2) Die vorgelagerte Prüfung verstößt aber auch gegen das Demokratieprinzip, da wegen der "präventiven Verhinderung" niemand erfährt, wie viele Wähler denn den vermeintlich verfassungsfeindlichen Kandidaten gewählt haben würden.
a) D.h., eine Feststellung des wahren Willens des Elektorats wird durch eine Maßnahme der Exekutive verhindert, was sich so auswirkt, als dürften bei einer Wahl nur Stimmen gezählt werden, deren Zählung die Exekutive "erlaubt" hat. Nebenher widerspricht das auch der Gewaltenteilung!
b) Außerdem widerspricht es dem Demokratieprinzip wie dem Gewaltenteilungsgrundsatz, daß in Gestalt des "Wahlausschusses" eine Verwaltungsbehörde, die zudem von den politischen Konkurrenten des Bewerbers kontrolliert wird, über die Zulassung zur Wahl entscheidet – und nicht z.B. ein Gericht.
c) Jetzt ist ja auch noch die Erkundigung beim Verfassungsschutz hinzugekommen! Und der schreibt, was der Landesinnenminister will. Daher gilt jetzt faktisch: als Bürgermeisterkandidat antreten darf nur, wer die Erlaubnis des Landes-Innenministers (Exekutivorgan und parteipolitisch kontrolliert!) hat. Das ist selbstverständlich verfassungswidrig!
(C) Aber eigentlich ist das Problem noch viel grundsätzlicher, und das wird selbst von vielen Verfassungsrechtlern verkannt!
Also: Kommunale Wahlbeamte sind Beamte und müssen daher verfassungstreu sein. Stellt ja niemand in Abrede.
Aber die Frage ist nicht nur, wie das festgestellt werden kann und darf (s.o.), sondern v.a. auch, wer das überhaupt feststellen soll. Das müßte beamtenrechtlich eigentlich die "Einstellungskörperschaft" machen. Gewählt wird der Wahlbeamte aber eben von den Bürgern – und nicht vom Land oder einem Wahlausschuß, der sich vom Land beraten läßt.

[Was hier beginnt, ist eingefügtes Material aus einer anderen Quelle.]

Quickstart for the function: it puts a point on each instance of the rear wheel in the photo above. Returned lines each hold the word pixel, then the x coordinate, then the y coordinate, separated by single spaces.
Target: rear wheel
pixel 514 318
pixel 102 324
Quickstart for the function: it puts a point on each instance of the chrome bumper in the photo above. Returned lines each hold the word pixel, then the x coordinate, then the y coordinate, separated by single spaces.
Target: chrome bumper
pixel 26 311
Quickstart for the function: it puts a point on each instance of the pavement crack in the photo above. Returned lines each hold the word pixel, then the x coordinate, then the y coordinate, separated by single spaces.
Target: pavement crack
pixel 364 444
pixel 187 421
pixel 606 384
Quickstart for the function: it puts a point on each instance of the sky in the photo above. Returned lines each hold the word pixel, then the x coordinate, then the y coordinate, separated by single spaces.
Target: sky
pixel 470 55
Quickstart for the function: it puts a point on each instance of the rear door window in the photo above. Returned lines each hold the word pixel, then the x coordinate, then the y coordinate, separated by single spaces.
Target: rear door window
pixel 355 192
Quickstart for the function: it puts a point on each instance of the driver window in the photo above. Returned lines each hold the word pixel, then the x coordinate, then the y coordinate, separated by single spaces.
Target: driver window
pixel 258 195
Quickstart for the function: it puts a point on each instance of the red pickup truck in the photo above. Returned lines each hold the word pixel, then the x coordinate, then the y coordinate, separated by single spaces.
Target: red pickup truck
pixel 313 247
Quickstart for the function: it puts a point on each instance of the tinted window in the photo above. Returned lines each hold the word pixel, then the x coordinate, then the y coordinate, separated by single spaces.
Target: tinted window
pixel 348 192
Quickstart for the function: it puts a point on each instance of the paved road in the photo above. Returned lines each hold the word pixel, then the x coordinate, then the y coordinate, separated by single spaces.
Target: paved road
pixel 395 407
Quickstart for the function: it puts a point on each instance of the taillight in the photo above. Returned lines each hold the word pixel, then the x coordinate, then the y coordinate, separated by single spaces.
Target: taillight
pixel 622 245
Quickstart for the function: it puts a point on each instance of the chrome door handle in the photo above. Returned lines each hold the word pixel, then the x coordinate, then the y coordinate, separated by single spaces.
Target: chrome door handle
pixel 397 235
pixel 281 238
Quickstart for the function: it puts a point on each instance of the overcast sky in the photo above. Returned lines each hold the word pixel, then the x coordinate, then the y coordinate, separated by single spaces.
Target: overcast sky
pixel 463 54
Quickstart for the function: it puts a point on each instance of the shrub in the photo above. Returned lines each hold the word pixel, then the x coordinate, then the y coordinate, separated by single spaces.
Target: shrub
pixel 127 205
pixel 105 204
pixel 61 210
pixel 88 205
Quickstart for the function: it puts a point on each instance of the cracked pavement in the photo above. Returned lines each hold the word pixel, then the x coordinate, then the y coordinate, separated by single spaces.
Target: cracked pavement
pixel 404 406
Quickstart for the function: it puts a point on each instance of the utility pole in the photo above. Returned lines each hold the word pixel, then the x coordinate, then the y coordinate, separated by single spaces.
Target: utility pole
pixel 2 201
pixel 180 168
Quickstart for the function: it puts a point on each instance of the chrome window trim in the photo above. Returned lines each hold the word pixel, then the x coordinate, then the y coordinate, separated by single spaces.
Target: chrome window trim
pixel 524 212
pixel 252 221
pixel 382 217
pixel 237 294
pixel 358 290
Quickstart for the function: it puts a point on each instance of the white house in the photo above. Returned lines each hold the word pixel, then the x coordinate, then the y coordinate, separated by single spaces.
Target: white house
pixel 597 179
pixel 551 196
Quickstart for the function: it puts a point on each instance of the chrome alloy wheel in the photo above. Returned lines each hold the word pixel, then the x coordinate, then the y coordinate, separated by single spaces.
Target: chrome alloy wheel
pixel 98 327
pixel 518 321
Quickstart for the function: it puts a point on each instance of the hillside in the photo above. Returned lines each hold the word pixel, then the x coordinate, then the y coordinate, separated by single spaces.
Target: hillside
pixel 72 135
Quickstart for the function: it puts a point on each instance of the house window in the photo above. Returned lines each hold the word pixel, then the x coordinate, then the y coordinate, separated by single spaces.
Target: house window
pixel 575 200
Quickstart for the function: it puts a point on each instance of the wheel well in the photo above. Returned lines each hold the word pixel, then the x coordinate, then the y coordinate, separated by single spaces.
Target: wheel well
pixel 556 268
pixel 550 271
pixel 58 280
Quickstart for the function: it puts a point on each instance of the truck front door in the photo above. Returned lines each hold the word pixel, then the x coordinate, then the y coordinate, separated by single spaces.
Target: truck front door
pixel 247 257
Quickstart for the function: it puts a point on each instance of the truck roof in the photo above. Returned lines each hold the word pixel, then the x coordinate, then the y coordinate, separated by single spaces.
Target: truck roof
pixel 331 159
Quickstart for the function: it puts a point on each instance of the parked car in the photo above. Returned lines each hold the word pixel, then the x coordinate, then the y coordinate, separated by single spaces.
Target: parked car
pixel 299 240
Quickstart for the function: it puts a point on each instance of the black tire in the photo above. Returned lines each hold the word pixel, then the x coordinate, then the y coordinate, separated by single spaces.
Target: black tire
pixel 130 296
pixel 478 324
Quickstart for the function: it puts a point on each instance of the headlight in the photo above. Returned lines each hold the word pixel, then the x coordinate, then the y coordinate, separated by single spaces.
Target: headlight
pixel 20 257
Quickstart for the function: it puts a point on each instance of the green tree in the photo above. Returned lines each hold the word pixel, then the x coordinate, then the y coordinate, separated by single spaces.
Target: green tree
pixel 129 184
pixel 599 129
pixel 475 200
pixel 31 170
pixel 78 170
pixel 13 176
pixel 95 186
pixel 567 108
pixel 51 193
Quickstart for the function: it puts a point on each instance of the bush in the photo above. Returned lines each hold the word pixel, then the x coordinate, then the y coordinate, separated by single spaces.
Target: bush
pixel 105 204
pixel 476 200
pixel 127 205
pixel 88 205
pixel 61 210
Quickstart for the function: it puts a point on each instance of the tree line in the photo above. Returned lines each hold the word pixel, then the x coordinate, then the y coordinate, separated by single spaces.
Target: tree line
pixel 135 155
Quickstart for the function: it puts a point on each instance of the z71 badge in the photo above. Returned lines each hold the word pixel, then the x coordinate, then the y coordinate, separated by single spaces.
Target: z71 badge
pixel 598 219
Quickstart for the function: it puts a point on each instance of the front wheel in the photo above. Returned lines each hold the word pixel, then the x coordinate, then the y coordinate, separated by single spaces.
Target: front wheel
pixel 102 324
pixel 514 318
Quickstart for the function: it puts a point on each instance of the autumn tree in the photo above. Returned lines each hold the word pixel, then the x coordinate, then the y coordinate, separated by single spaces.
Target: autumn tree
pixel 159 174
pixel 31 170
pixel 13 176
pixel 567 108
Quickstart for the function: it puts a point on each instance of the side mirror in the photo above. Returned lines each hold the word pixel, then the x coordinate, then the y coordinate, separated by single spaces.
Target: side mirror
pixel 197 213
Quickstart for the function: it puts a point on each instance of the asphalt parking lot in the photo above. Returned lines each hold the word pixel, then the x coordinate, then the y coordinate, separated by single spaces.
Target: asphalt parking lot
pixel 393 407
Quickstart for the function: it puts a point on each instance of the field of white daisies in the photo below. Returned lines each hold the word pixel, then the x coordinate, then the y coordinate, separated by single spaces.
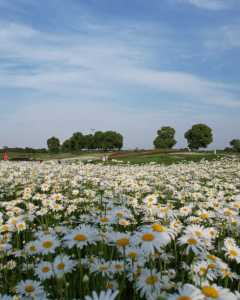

D.h.: bei richtiger Betrachtungsweise wird die Verfassungstreue z.B. von Martin Siechert von den Wählern überprüft und beurteilt! Wählen sie ihn zum Landrat, haben die damit festgestellt, daß er ihres Erachtens hinlänglich verfassungstreu ist.
Es mag ja sein, daß das Land Niedersachsen Herrn Siechert derzeit nicht als "Verwaltungsrat zur Einstellung" nehmen würde. Das will er aber auch nicht werden! Das Land Niedersachsen tut hier so, als stelle es selber die Bürgermeister und Landräte ein, und die Wähler hätten allenfalls ein Vorschlagsrecht!
Richtigerweise hat also bei kommunalen Wahlbeamten gar keine "externe" Prüfung der Verfassungstreue stattzufinden, weder vor noch nach der Wahl, weder durch einen Wahlausschuß noch durch ein Gericht! Die Prüfung wird durch die Bürger in Gestalt der Wahl durchgeführt!
@Tartuffelpunk@jannibal_ Klingt plausibel. Könnte ein Indiz dafür sein, dass sie eine politische Wende tatsächlich für realistisch halten. Rette sich wer kann.
@zwiebelchen_k@jannibal_ Es wäre das erste Kind, das zwei Väter hat. So weit ich weiß, wird das Ei letztlich nur von einem einzigen, genetisch einzigartigen Spermium befruchtet.
"Das Maß ist endgültig voll! Wir stehen vor dem Scherbenhaufen einer in Deutschland seit 10 Jahren fehlgeleiteten Asyl- und Einwanderungspolitik."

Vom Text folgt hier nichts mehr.